Don't get me wrong - Courthouse park is nice enough as a park. But we have dozens of these spaces everywhere in the core, did we actually need another one? How does this park contribute to solving downtown's great challenges around being perceived as boring, empty and limited activity after 5 pm?
What should have gone there in my idealist world? Urban format cineplex.
I would have also accepted a proper, barrier-free public urban square style park. That would give full circulation to pedestrian in all directions fully integrated into the station, instead of yet another park broken up by concrete barriers and weird lines preventing access from many direction. The square could be used events, but would far more flexible and open than Olympic Plaza (with yet another weird, broken up design), while being located far closer and more integrated with transit, the mall and retail district, and the nearby population clusters of the central Beltline.

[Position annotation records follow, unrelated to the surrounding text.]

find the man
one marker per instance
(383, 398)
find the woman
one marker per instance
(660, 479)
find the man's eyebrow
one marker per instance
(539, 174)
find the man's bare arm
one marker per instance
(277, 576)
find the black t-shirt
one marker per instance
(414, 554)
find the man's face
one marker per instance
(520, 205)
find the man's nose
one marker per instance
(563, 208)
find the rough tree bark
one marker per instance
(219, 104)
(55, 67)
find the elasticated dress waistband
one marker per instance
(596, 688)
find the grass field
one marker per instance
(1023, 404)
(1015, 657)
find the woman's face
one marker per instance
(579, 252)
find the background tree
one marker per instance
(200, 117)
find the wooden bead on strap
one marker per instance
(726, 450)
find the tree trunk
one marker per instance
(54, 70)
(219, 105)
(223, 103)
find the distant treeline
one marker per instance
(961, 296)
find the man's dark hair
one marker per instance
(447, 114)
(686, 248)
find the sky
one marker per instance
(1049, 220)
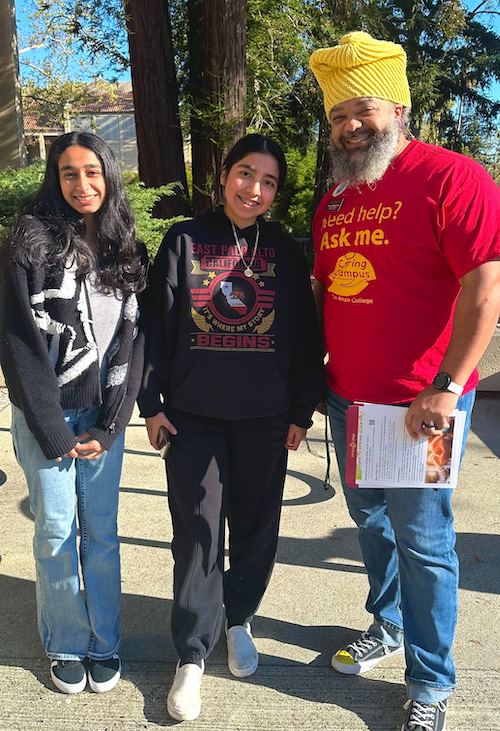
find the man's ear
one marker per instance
(398, 110)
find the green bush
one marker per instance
(17, 185)
(142, 200)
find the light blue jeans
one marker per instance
(72, 624)
(407, 540)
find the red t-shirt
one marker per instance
(390, 259)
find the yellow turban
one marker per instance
(361, 66)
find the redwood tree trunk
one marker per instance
(159, 136)
(218, 81)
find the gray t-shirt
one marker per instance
(106, 313)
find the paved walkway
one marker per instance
(314, 605)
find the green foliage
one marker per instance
(295, 200)
(453, 59)
(18, 185)
(142, 201)
(15, 187)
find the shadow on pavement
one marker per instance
(483, 418)
(146, 640)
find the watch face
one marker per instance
(442, 381)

Often I think our inner city park designs here are too focused on creating quaint, intimate park amenities rather than proper monumental ones. It's almost designed to say this park should be a way to forget you are in a city, rather than celebrate and integrated into the highly urban context. Often they are unsuccessful in practice because that's not what is missing in highly urban areas. In a way, it's a suburban way of thinking about public spaces - the urban context should be minimized and managed, not celebrated and integrated with.

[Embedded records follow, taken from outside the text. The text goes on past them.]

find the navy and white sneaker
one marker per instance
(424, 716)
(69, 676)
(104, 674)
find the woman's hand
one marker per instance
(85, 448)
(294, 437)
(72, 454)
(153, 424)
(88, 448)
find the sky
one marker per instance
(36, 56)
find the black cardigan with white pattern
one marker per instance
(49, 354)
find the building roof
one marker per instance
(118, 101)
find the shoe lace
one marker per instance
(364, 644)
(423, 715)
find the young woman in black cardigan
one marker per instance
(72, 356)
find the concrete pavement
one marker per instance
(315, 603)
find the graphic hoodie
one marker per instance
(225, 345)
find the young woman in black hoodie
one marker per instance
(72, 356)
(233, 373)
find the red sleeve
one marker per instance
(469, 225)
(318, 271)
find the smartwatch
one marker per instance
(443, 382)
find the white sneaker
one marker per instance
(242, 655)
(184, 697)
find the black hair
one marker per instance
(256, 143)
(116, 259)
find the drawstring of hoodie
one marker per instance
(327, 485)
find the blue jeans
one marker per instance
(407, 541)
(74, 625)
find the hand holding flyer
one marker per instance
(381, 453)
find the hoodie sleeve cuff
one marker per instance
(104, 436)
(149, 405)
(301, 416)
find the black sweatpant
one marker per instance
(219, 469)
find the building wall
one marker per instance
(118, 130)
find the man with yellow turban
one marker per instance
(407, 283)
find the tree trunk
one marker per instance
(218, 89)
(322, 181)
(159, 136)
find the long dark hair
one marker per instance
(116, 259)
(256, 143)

Best examples of these types of parks are seen in older NA cities like New York and all over Europe. A park design that imagines many thousands of different users daily, coming from all directions, with many just cutting through the park for efficient access to the train station. Century Gardens is getting closer but is limited by the parcels around it to fully be that square.
Of course we need both styles of park, but the downtown and surrounding areas should have some leanings toward more of that higher-capacity, urban and monumental style plaza than yet another quaint sitting area for office workers 1 hour a day.

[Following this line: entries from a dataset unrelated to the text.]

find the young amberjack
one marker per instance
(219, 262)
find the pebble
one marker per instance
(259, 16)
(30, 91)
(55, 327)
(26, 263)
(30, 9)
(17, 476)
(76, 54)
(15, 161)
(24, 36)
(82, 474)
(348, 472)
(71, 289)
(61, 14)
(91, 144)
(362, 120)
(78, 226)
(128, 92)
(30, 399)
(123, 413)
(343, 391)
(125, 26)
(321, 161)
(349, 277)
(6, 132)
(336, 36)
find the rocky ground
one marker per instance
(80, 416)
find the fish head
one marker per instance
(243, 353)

TL/DR: build a urban format cineplex immediately adjacent to the LRT in downtown. Also build better, more urban parks.
It always struck me as a wasted opportunity when this Courthouse Park was built. Usually I am all for defending public realm and public spaces, the only thing is downtown doesn't actually need more of this type of public space. The park is designed pretty much as a corporate plaza featuring a few horse statues with limited uses beyond downtown workers to eat their lunches outside an hour a day, a few months a year.
Don't get me wrong - Courthouse park is nice enough as a park. But we have dozens of these spaces everywhere in the core, did we actually need another one? How does this park contribute to solving downtown's great challenges around being perceived as boring, empty and limited activity after 5 pm?
What should have gone there in my idealist world? Urban format cineplex.
- Directly connected to the existing mall via the Plus 15 to the 4 Street Station.
- Synergistic link to both the mall and the nearby Globe Theatre for the occasional film fest.
- Immediate, high-quality transit access for all quadrants. The only theatre directly on an LRT line.
- Attracts evening users, families and teenagers - everything the downtown is missing.
I would have also accepted a proper, barrier-free public urban square style park. That would give full circulation to pedestrian in all directions fully integrated into the station, instead of yet another park broken up by concrete barriers and weird lines preventing access from many direction. The square could be used events, but would far more flexible and open than Olympic Plaza (with yet another weird, broken up design), while being located far closer and more integrated with transit, the mall and retail district, and the nearby population clusters of the central Beltline.
Often I think our inner city park designs here are too focused on creating quaint, intimate park amenities rather than proper monumental ones. It's almost designed to say this park should be a way to forget you are in a city, rather than celebrate and integrated into the highly urban context. Often they are unsuccessful in practice because that's not what is missing in highly urban areas. In a way, it's a suburban way of thinking about public spaces - the urban context should be minimized and managed, not celebrated and integrated with.
Best examples of these types of parks are seen in older NA cities like New York and all over Europe. A park design that imagines many thousands of different users daily, coming from all directions, with many just cutting through the park for efficient access to the train station. Century Gardens is getting closer but is limited by the parcels around it to fully be that square.
Of course we need both styles of park, but the downtown and surrounding areas should have some leanings toward more of that higher-capacity, urban and monumental style plaza than yet another quaint sitting area for office workers 1 hour a day.
TL/DR: build a urban format cineplex immediately adjacent to the LRT in downtown. Also build better, more urban parks.